200 grams
Tagliatelle
7.5 grams
Worcester Sauce
(Contains: Barley, Cereals containing gluten)
½ pot(s)
Dried Italian Herbs
28 grams
Red Wine Stock Paste
(Contains: Sulphites)
1 carton(s)
Finely Chopped Tomatoes with Onion and Garlic
200 grams
Lamb Mince
1 unit(s)
Courgette
(May contain traces of: Celery)
40 grams
Grated Hard Italian Style Cheese
(Contains: Milk, Egg)
Bring a large saucepan of water to the boil over high heat with a good pinch of salt.
Meanwhile, heat a large frying pan on high heat (no oil). When hot, add the lamb.
Cook, breaking up with a spoon, until just browned, 3-4 mins. Tip: Carefully pour away any excess fat if desired!
Sprinkle over the Italian herbs and cook, stirring, for another minute.
Meanwhile, trim the courgette then quarter lengthways. Chop witdthways into small pieces.
Add the tagliatelle to the saucepan of boiling water and cook for 12 mins.
When cooked, drain in a colander, return to the pan off the heat and drizzle with a little oil to stop it sticking together.
Meanwhile, add the worcester sauce to the lamb and allow to bubble away for a minute or so.

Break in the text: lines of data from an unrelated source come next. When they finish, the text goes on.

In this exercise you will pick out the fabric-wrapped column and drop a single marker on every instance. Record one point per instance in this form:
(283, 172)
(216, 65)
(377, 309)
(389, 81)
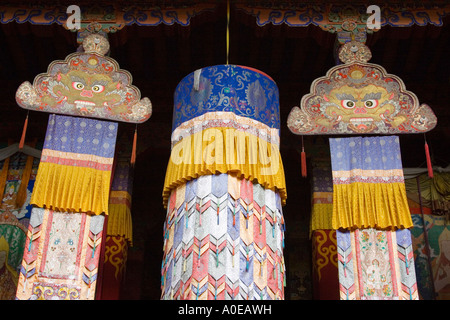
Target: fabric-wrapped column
(224, 189)
(371, 215)
(119, 231)
(19, 172)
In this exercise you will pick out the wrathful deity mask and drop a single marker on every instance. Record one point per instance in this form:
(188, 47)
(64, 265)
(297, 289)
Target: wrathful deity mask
(86, 84)
(360, 97)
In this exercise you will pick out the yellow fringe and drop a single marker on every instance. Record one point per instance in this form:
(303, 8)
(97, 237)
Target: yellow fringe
(370, 205)
(71, 189)
(219, 150)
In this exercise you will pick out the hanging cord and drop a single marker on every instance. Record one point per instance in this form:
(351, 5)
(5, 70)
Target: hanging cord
(24, 131)
(303, 160)
(425, 236)
(228, 29)
(427, 154)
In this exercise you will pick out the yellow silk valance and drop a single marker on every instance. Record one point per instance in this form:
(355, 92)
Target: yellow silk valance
(225, 150)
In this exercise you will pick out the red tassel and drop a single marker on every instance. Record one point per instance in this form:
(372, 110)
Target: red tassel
(303, 155)
(429, 166)
(303, 160)
(133, 152)
(24, 131)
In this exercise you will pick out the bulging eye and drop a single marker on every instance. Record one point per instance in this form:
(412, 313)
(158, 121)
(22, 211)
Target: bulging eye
(77, 85)
(98, 88)
(371, 103)
(348, 104)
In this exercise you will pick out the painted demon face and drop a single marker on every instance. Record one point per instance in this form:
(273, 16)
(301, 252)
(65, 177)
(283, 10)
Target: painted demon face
(362, 107)
(87, 91)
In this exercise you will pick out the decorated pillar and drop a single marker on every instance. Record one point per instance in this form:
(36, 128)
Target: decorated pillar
(370, 209)
(224, 189)
(119, 231)
(85, 94)
(323, 236)
(16, 184)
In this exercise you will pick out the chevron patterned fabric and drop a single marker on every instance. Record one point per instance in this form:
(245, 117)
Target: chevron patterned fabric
(224, 239)
(224, 189)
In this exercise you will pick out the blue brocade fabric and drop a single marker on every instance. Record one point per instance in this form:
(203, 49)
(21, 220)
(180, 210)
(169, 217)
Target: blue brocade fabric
(244, 91)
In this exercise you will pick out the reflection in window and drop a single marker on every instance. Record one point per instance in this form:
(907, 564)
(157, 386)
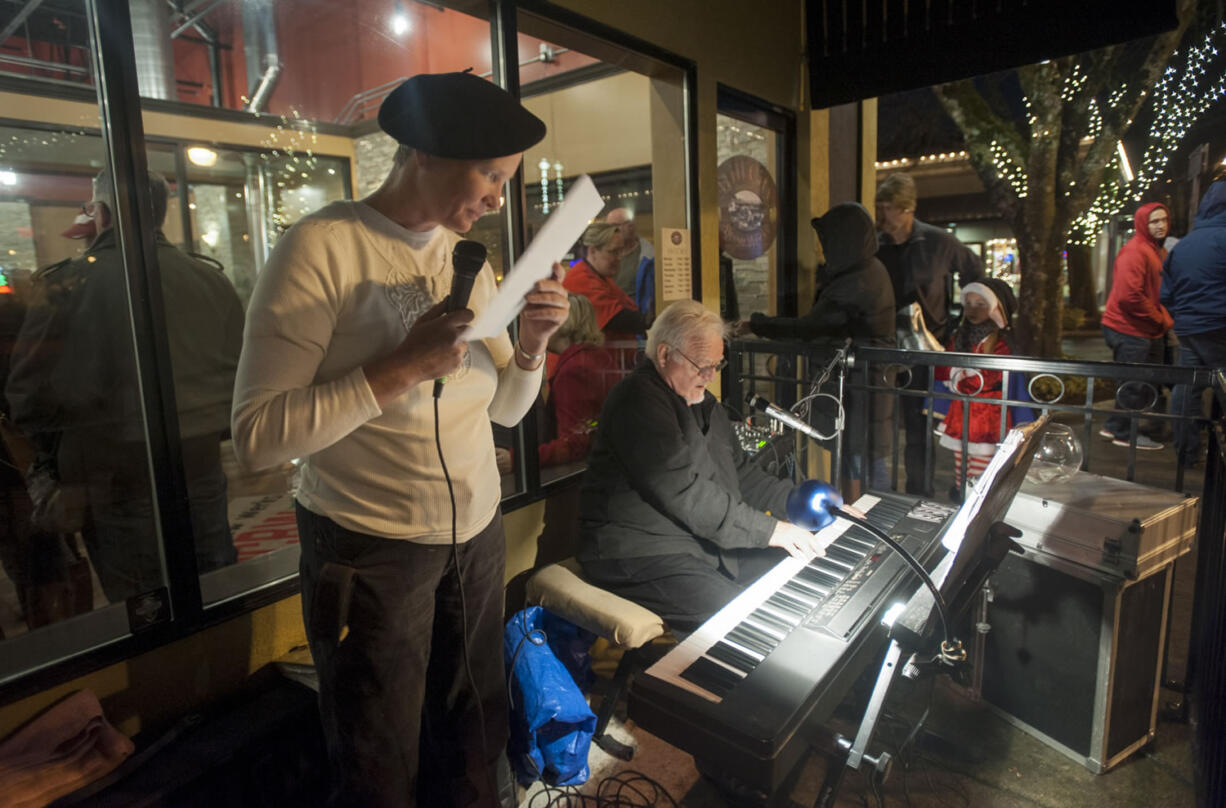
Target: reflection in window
(749, 217)
(77, 527)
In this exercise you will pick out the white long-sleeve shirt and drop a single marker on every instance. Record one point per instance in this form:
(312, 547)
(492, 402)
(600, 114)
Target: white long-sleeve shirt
(341, 288)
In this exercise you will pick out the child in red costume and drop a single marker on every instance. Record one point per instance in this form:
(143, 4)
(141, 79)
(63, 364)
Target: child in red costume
(986, 327)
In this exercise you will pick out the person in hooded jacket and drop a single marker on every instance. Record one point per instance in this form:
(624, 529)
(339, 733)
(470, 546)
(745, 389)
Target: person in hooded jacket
(1134, 321)
(856, 301)
(1194, 293)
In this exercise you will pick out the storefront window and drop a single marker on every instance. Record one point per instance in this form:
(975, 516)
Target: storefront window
(619, 119)
(749, 217)
(81, 560)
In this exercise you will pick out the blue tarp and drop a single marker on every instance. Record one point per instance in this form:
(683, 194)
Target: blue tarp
(552, 725)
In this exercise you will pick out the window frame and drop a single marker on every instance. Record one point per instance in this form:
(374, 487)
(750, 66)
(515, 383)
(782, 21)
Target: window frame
(121, 128)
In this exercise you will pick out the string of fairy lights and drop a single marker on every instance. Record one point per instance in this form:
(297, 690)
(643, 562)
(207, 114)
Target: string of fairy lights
(1186, 91)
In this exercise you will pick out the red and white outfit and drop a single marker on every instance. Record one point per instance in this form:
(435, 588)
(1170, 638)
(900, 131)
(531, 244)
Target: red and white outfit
(983, 426)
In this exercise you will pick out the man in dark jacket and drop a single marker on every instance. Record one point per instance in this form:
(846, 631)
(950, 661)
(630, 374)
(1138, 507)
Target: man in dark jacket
(673, 515)
(1194, 293)
(856, 301)
(922, 261)
(74, 391)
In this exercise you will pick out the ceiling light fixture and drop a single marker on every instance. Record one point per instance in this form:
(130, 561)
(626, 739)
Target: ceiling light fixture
(400, 23)
(202, 156)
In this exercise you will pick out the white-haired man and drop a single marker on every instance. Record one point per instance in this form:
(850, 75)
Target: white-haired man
(673, 515)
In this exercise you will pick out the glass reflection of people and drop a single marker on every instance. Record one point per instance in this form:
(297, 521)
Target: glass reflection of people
(673, 515)
(595, 277)
(74, 390)
(348, 329)
(855, 299)
(581, 372)
(635, 250)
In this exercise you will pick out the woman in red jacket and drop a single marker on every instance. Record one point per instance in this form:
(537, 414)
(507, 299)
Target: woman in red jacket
(1134, 321)
(581, 372)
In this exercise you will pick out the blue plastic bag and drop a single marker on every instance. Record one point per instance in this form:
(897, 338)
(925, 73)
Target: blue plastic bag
(552, 725)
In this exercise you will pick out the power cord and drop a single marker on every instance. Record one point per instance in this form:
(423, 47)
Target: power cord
(627, 788)
(464, 603)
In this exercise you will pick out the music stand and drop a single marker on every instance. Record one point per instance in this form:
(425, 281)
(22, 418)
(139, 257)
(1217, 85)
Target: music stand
(977, 542)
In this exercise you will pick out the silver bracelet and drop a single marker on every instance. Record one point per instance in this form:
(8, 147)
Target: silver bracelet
(535, 358)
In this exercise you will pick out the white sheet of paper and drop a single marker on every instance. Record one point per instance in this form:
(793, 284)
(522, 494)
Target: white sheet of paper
(562, 229)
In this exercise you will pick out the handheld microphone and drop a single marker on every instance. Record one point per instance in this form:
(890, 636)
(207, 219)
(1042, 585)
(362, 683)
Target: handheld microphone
(781, 415)
(467, 258)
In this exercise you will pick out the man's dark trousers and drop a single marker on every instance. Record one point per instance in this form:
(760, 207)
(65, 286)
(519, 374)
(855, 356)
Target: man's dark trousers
(918, 435)
(1205, 350)
(1132, 396)
(684, 590)
(385, 627)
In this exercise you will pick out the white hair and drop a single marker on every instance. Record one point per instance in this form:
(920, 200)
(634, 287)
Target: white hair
(682, 324)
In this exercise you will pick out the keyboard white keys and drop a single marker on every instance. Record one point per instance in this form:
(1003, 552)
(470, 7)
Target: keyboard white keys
(737, 613)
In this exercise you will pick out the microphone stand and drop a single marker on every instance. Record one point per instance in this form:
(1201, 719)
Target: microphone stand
(851, 753)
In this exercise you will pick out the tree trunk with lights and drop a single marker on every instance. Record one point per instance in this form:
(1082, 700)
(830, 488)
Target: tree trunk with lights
(1041, 173)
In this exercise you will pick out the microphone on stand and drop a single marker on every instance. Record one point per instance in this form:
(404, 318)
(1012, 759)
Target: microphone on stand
(467, 258)
(784, 416)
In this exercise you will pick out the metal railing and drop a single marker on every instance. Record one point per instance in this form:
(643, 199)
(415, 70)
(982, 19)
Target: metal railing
(786, 372)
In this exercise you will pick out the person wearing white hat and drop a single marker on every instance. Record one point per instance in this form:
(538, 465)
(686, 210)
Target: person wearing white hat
(986, 327)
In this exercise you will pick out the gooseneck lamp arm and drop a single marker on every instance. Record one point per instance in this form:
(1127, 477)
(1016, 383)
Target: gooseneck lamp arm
(814, 504)
(948, 645)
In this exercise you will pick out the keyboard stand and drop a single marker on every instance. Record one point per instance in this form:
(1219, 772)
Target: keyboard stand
(852, 754)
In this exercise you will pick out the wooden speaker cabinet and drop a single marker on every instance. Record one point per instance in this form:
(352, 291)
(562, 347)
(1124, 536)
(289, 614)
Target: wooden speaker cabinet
(1074, 655)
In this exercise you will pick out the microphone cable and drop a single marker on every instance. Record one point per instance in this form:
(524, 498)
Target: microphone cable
(950, 649)
(464, 606)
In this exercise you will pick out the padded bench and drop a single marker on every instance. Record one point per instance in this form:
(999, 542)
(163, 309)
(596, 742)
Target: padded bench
(562, 589)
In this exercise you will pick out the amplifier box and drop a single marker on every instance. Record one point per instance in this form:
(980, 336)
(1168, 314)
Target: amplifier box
(1111, 525)
(1074, 655)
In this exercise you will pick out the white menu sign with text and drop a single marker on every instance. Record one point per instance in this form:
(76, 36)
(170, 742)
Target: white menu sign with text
(674, 264)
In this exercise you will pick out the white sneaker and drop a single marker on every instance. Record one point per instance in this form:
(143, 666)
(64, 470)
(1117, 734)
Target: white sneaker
(1143, 443)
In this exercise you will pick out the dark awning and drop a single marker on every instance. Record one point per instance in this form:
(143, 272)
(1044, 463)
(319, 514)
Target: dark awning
(868, 48)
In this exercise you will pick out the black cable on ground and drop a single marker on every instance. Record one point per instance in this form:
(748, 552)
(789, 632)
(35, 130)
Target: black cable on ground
(627, 788)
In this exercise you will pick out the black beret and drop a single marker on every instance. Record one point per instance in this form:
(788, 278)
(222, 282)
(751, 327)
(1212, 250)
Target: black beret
(459, 115)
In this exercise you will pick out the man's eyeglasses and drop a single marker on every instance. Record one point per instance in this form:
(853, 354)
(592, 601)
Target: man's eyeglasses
(703, 369)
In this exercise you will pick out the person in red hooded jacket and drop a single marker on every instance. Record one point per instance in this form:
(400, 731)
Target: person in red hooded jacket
(1134, 321)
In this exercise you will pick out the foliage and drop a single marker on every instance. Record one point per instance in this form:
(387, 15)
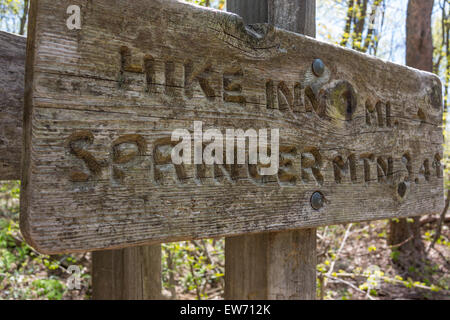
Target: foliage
(357, 268)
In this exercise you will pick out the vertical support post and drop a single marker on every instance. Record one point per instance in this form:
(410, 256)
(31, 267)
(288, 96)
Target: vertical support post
(127, 274)
(274, 265)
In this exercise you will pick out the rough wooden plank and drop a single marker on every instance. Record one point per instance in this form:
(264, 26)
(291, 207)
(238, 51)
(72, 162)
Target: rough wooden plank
(127, 274)
(278, 265)
(12, 81)
(133, 273)
(366, 134)
(271, 266)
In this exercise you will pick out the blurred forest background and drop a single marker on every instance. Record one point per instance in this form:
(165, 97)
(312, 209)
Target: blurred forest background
(399, 259)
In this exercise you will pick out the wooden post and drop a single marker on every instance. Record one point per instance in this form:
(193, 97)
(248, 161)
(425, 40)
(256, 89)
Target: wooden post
(274, 265)
(127, 274)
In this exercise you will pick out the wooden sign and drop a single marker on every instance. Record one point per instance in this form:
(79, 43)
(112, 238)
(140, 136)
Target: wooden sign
(12, 81)
(110, 82)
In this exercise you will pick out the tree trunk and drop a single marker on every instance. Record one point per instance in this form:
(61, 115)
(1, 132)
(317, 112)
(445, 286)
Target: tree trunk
(405, 236)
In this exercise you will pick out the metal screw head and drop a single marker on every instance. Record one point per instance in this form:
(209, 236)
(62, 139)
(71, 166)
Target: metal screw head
(317, 201)
(318, 67)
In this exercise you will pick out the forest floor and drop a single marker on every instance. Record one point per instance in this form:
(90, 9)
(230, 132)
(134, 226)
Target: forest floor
(355, 263)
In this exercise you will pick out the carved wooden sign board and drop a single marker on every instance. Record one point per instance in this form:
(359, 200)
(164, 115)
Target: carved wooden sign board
(103, 101)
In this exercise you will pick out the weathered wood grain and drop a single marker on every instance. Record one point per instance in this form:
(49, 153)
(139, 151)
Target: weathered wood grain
(12, 81)
(277, 265)
(131, 273)
(366, 134)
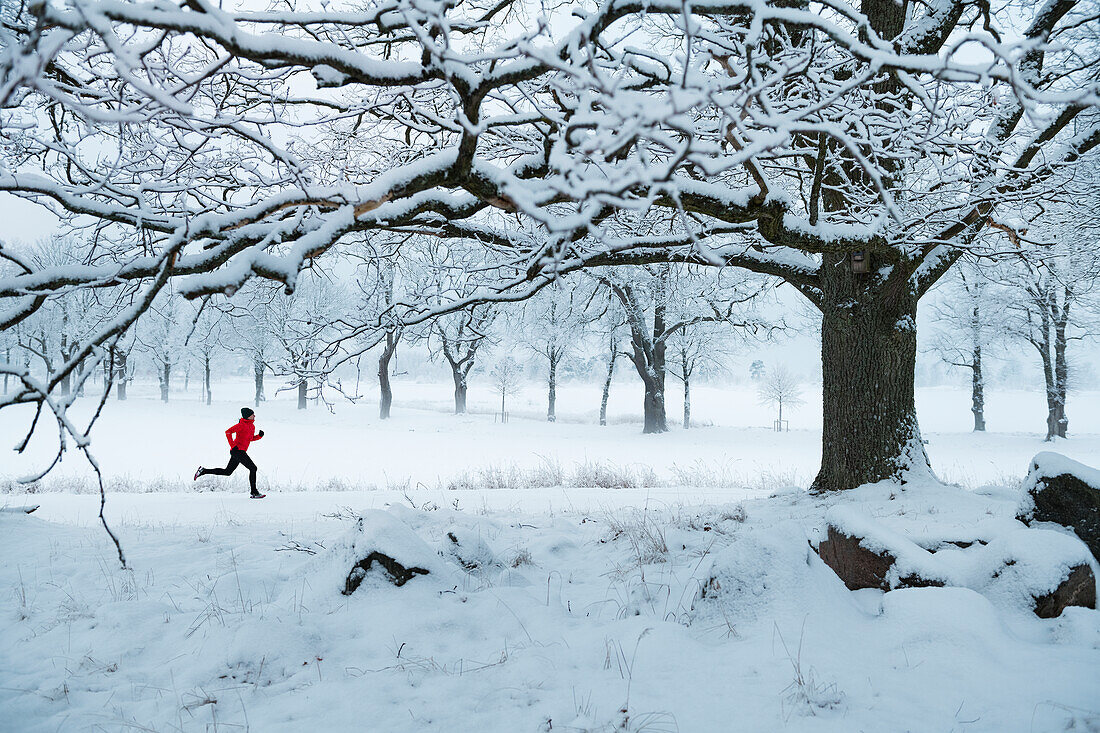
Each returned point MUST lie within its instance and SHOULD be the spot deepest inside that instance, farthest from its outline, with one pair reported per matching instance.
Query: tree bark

Stir in the courgette, finely chopped tomatoes, red wine stock pot and a pinch of sugar (if you have some), bring to the boil.
Reduce the heat to medium and simmer until the sauce is thick and tomatoey, 5-6 mins.
Tip: Add a splash of pasta water if it gets too thick.
Toss the tagliatelle through the sauce along with half the hard Italian cheese (if it's easier, transfer everything to the pasta saucepan to combine) until piping hot.
Taste and season with salt and pepper if needed.
Serve the lamb tagliatelle in bowls finished with a sprinkle of the remaining hard Italian cheese. Enjoy!